From joints to vessels: How rheumatoid arthritis therapy alters the fate of the heart

Abstract

Rheumatoid arthritis (RA) significantly increases the risk of cardiovascular diseases (CVD), including myocardial infarction (MI), stroke, and heart failure (HF). This association is linked to chronic inflammation, endothelial dysfunction, and accelerated atherosclerosis. Patients with RA have a 1.5-2 times higher risk of CVD compared to the general population, and cardiovascular mortality reaches 40%-50%. However, basic anti-inflammatory drugs such as methotrexate reduce the rate of cardiovascular events by 20%-30% due to suppression of systemic inflammation. Biological medications also demonstrate a cardioprotective effect, reducing the risk of MI by 20%-40%, although some (e.g., tumor necrosis factor α inhibitors) may increase the risk of HF in predisposed patients. Janus kinase inhibitors are associated with an increased risk of thrombosis and cardiovascular events, particularly in patients with pre-existing risk factors. Therefore, optimal control of inflammation in RA can reduce cardiovascular risk; however, drug selection should consider individual safety profiles. Regular monitoring of cardiovascular risk factors and a multidisciplinary approach are key to managing patients with RA and minimizing complications.

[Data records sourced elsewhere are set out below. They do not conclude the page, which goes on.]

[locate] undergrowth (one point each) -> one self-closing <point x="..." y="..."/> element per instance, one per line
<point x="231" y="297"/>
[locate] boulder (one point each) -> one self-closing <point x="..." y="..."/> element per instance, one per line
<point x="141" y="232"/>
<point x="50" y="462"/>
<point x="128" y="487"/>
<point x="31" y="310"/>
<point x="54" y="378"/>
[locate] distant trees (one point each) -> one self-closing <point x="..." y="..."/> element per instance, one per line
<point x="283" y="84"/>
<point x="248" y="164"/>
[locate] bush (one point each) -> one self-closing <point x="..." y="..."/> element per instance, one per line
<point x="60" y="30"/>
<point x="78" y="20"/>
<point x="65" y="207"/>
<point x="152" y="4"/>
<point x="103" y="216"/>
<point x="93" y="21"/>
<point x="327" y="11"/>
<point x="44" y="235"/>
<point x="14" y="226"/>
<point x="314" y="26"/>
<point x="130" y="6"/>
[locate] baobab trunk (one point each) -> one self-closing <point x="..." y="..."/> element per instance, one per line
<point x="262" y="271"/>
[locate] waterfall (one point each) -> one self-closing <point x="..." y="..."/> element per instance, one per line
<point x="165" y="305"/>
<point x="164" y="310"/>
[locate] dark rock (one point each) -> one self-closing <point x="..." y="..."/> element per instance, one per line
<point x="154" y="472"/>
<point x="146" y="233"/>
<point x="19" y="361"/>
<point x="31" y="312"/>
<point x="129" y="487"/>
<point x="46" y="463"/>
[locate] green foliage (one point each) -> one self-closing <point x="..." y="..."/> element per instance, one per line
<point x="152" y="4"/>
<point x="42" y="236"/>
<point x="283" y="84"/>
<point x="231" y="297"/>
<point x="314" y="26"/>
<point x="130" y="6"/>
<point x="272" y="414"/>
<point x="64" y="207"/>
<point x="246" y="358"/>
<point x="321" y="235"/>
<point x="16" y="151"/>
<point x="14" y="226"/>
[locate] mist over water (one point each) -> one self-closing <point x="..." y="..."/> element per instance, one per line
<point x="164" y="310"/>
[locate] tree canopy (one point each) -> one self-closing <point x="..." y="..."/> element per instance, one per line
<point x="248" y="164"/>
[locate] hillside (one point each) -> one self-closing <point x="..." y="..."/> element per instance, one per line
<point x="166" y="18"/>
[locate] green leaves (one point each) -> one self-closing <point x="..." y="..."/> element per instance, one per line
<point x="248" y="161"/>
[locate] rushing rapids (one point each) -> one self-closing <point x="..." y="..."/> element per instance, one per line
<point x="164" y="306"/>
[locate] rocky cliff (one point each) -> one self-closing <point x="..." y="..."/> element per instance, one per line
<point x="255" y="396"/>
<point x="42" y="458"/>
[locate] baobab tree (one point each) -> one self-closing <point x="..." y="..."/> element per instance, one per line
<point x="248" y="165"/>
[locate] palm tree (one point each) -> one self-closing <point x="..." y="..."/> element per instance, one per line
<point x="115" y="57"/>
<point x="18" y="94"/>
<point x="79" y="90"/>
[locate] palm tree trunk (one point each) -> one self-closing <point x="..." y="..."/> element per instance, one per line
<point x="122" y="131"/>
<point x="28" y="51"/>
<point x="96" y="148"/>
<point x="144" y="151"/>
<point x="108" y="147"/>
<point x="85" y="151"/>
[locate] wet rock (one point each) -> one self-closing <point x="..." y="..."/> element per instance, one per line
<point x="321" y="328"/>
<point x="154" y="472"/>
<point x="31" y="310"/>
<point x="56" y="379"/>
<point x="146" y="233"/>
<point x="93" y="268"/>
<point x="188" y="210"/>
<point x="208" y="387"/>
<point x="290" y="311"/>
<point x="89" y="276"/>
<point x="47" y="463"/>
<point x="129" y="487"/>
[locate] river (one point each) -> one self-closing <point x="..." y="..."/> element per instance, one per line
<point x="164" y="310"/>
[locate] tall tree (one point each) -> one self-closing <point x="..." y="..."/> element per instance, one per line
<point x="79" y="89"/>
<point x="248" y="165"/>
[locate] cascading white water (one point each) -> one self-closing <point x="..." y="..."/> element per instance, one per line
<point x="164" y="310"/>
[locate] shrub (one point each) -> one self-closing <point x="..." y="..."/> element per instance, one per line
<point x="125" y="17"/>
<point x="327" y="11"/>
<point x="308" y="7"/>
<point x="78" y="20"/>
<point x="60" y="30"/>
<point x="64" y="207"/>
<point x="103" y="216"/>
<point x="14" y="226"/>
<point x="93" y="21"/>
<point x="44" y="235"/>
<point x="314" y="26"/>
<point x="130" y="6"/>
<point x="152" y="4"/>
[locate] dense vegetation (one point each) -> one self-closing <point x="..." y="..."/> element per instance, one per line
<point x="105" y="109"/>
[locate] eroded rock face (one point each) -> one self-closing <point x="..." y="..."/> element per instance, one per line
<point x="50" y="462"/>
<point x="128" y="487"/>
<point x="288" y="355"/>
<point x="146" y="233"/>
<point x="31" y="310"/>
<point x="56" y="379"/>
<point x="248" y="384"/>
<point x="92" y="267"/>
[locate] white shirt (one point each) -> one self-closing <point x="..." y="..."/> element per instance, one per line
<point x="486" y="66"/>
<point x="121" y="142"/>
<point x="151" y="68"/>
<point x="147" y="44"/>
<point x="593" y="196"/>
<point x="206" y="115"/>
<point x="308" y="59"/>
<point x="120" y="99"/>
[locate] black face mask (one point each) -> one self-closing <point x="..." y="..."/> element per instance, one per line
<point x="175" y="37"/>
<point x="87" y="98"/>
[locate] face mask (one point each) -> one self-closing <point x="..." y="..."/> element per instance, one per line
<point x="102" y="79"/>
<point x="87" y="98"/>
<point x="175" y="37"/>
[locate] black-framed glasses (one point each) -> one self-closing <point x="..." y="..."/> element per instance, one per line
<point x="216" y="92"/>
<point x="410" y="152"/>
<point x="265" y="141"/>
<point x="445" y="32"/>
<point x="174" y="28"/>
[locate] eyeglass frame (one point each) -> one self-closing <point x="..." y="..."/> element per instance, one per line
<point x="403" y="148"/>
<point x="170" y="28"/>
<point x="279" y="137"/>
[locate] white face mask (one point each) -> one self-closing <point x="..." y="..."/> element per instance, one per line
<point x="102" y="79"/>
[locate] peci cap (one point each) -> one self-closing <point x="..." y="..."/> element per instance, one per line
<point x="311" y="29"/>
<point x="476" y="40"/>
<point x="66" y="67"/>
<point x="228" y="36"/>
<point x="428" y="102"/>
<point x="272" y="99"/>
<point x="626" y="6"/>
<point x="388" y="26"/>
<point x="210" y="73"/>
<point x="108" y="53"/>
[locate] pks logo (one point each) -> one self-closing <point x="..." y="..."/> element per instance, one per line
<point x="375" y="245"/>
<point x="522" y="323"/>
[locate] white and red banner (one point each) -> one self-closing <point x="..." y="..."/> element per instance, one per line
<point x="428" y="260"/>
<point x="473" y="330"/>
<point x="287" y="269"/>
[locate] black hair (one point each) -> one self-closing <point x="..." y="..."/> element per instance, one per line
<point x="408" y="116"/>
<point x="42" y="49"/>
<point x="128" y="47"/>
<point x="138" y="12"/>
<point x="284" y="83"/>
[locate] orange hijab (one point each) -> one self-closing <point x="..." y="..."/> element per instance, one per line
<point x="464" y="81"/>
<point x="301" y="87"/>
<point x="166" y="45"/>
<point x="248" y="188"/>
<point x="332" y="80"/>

Keywords: Rheumatoid arthritis; Disease-modifying antirheumatic drugs; Cardiovascular events; Inflammation; Atherosclerosis

Core Tip: In this review, we analyze both the positive and negative influences on the cardiovascular system of all drugs currently used in rheumatological practice, including the most up-to-date therapies. Particular attention is given to the safety analysis of long-established drugs, whose effectiveness in treating rheumatoid arthritis is well established, while their cardiovascular safety has been studied to a much lesser extent.